I Vibe Coded an Operating System
Published:
This post supports English / 中文 switching via the site language toggle in the top navigation.
TL;DR
Over one weekend day, I more or less vibe coded an operating system. More precisely, I built a scripting-first OS prototype in which a Python bootloader loads a Pebble runtime, injects a Pebble shell, and then hands more and more user-visible behavior to Pebble code. There are no native binaries here in the usual sense; programs are source files, or source compiled to bytecode, and the whole system is organized around that fact.
The project lives here: https://github.com/DavidLXu/PebbleOS. Even the name PebbleOS was suggested by Codex, which feels fitting in retrospect, because the project itself grew through a loop of design, refactoring, and implementation with Codex rather than through one big up-front plan. What started as a toy interpreter wrapped in a shell gradually turned into something much more interesting: a small system where the language is no longer just running inside the environment, but increasingly defining the environment itself.
1. The Real Pivot Was Architectural
PebbleOS did not start as a serious operating-system project. The original idea was much smaller: create some files, edit them, and run a tiny language from them. In that phase, the system was essentially a toy interpreter with a shell-like wrapper. The filesystem was still simple, the language was still small, and the whole project was exploratory rather than structural. What changed was not just feature count, but where policy started to live.
Once Pebble became expressive enough to describe parts of its own environment, the center of gravity moved. Pebble stopped being just the guest language and started becoming the system language. That is the key architectural move in this project. From that point on, the interesting question was no longer “what syntax should I add next?” but “what parts of the operating system can be pushed upward into Pebble, leaving Python as the substrate rather than the place where OS policy accumulates?”
2. What Actually Happens at Boot
The current boot path is already much closer to an OS bootstrapping story than a simple REPL launcher. When I run python3 main.py, Python acts as the hidden bootloader layer. It selects a filesystem mode, mounts the host runtime tree under system/..., loads system/runtime.peb, injects the source of system/shell.peb as data, calls boot(), and only then enters the interactive shell. That detail matters because it means the visible shell is no longer primarily defined by Python control flow. Prompt text, help behavior, launcher policy, and built-in command behavior now live in Pebble-managed files.

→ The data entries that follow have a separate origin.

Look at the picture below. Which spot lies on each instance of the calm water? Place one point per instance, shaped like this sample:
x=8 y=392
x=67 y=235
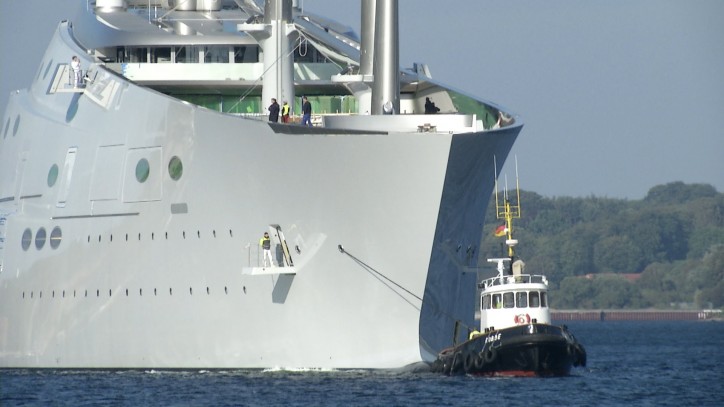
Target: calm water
x=629 y=363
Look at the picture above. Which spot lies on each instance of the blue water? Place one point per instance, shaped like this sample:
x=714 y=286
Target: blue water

This is also why I think PebbleOS has a real bootstrap flavor now, even if it is not self-hosting in the compiler-toolchain sense. system/runtime.peb defines the shared runtime surface. system/shell.peb defines the interactive shell. Even the default editor experience now routes through Pebble-side code such as system/nano.peb. In other words, later Pebble programs run inside a world that earlier Pebble system code has already helped define.

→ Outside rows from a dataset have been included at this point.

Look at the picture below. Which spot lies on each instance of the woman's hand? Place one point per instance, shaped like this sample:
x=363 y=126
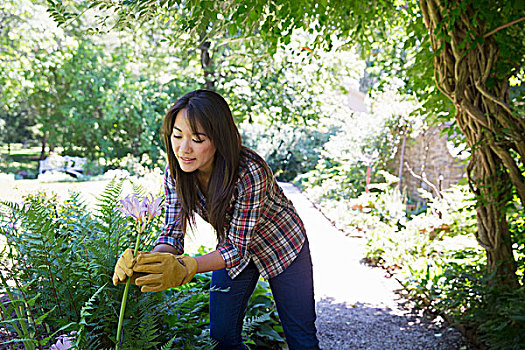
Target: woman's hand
x=163 y=270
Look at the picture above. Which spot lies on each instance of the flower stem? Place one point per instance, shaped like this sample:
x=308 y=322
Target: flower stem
x=125 y=296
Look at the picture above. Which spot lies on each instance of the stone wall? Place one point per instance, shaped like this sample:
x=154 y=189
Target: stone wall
x=431 y=153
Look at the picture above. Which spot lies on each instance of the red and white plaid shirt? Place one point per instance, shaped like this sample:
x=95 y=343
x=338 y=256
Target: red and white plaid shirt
x=262 y=224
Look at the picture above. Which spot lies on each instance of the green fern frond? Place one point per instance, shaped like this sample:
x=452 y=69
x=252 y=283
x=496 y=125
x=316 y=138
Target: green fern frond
x=251 y=323
x=138 y=188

3. Pebble Is a System Language, Not Just a Script Syntax
Technically, Pebble is still a small language, but it is now clearly a system-facing one. It uses Python-style indentation and currently supports loops, functions, lists, dicts, modules, try/except, raise, and first-class user-defined functions. There are built-in modules such as math, text, os, random, memory, and heap, and there are also file-based user modules imported directly from the active Pebble filesystem. That combination is important: Pebble is not just a shell macro language. It already has enough structure to express runtime helpers, command behavior, and parts of system control flow.
The execution model is also explicitly split. run FILE [ARGS...] executes Pebble source in interpreter mode, while exec FILE [ARGS...] compiles source to bytecode and runs it on the bytecode VM. Both are still present, but they are increasingly treated as compatibility launchers rather than the preferred user interface. The preferred model is now closer to COMMAND [ARGS...], with the shell choosing how to launch programs. This is one place where the scripting-first nature of PebbleOS really shows: there is still no native binary format, only source and bytecode. The system is built around interpretable artifacts, not compiled executables.

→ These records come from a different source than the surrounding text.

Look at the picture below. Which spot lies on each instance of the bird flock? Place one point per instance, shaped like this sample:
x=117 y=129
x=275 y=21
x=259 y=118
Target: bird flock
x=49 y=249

4. The Filesystem Is the First Real OS Boundary
The filesystem is where PebbleOS first stopped feeling like a demo. Instead of a flat file list, it now exposes a rooted filesystem with current working directory tracking, absolute and relative paths, . and .. normalization, mounted runtime files under system/..., and a visible /dev bootstrap view. The public API for all of this lives on the Pebble side in system/runtime.peb, even though Python still supplies the raw host bridge underneath. That split is important: Python provides primitive filesystem operations, but Pebble now decides how they compose into the filesystem the user actually sees.
The multi-mode storage design is also much more deliberate than it looks at first glance. hostfs gives a direct host-backed rooted filesystem for speed and easy debugging. mfs and mfs-import move user files into Pebble-managed in-memory storage, with explicit sync rather than hidden persistence. vfs-import and vfs-persistent push further by making a Pebble virtual filesystem the session or persistent source of truth. In Pebble-managed modes, there is even a shadow-file bridge for legacy paths like run and nano: a VFS-backed file may be copied into a temporary host file, operated on, then copied back. That is a very practical transitional design, and it captures the spirit of the project well: keep the substrate small, but let the visible semantics migrate upward.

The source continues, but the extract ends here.